Si deseamos la paz, debemos abandonar nuestro deseo de venganza y debemos estar dispuestos a que las viejas heridas sanen mediante la gracia salvadora del amor de Dios. Cristo nos ha reconciliado con Dios y con nosotros mismos. Nos han perdonado para que nosotros podamos perdonar a los demás; nos han mostrado misericordia para que podamos renunciar a nuestro deseo de venganza contra aquellos que nos han hecho daño y entregarlo a una forma de justicia más elevada que está compuesta de amor. La verdadera paz no puede existir sin el perdón.
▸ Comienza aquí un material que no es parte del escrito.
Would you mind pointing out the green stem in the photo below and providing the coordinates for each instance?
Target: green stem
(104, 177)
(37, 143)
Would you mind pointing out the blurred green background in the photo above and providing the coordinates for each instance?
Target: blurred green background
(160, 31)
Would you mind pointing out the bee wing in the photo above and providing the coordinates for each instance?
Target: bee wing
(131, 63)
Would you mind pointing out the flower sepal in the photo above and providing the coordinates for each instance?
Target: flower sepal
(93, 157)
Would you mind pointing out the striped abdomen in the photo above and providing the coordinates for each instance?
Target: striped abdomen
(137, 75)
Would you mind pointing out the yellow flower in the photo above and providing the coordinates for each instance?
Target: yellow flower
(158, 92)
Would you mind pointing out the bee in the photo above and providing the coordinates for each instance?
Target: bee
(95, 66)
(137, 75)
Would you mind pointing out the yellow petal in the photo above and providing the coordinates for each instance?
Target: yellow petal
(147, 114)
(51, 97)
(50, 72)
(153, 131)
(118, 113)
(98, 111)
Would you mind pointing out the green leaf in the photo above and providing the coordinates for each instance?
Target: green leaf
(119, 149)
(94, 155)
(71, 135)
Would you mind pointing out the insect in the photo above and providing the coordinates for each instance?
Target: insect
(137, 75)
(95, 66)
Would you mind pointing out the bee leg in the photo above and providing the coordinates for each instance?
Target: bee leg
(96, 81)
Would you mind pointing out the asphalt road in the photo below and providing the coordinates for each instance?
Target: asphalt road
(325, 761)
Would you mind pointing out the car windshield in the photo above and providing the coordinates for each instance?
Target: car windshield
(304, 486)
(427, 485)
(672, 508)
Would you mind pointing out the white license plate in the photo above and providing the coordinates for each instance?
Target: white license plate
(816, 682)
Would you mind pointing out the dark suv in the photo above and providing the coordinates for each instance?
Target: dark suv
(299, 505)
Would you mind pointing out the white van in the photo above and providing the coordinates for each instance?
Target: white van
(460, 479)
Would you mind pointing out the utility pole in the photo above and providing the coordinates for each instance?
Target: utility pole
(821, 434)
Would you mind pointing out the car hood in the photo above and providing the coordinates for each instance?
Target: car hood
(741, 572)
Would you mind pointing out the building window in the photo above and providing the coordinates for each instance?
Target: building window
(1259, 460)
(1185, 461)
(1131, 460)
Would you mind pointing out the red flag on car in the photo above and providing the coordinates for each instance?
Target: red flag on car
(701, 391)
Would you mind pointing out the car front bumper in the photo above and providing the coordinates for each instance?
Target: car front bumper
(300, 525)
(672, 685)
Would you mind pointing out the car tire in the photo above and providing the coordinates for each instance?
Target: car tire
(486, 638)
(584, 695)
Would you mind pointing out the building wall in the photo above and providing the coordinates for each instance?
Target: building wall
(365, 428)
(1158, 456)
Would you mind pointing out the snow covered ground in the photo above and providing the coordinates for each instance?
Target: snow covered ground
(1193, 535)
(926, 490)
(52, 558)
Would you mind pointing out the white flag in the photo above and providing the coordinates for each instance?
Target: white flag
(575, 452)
La paz ocurre cuando soltamos la rabia y dejamos que la voluntad de Dios triunfe sobre nuestro egoísmo. Cuando llegue ese día, las naciones se unirán en un orden mundial que respeta los derechos humanos fundamentales y la auténtica diversidad cultural de naciones y pueblos. Los vecinos se ayudarán y se respetarán mutuamente; las familias vivirán juntas y con alegría; y cada hombre y mujer sobre la faz de la tierra estará en calma, sin preocupaciones y en paz.
Cuando llegue ese día, Cristo vendrá nuevamente y su paz reinará en toda creación. Mientras tanto, a medida que comenzamos este nuevo año, continuemos con nuestra búsqueda de la paz renovando nuestro compromiso para trabajar en pos de la justicia y de amar a Dios y a nuestro prójimo de forma desinteresada, tal como Cristo nos ama.
Que la paz de Cristo esté con ustedes en 2019 y siempre. Que mediante la intercesión de la Santa Virgen María, la Reina de la Paz, toda la humanidad encuentre felicidad y alegría al trabajar en favor de la justicia y al compartir los dones de Dios con los demás en nombre de Jesús.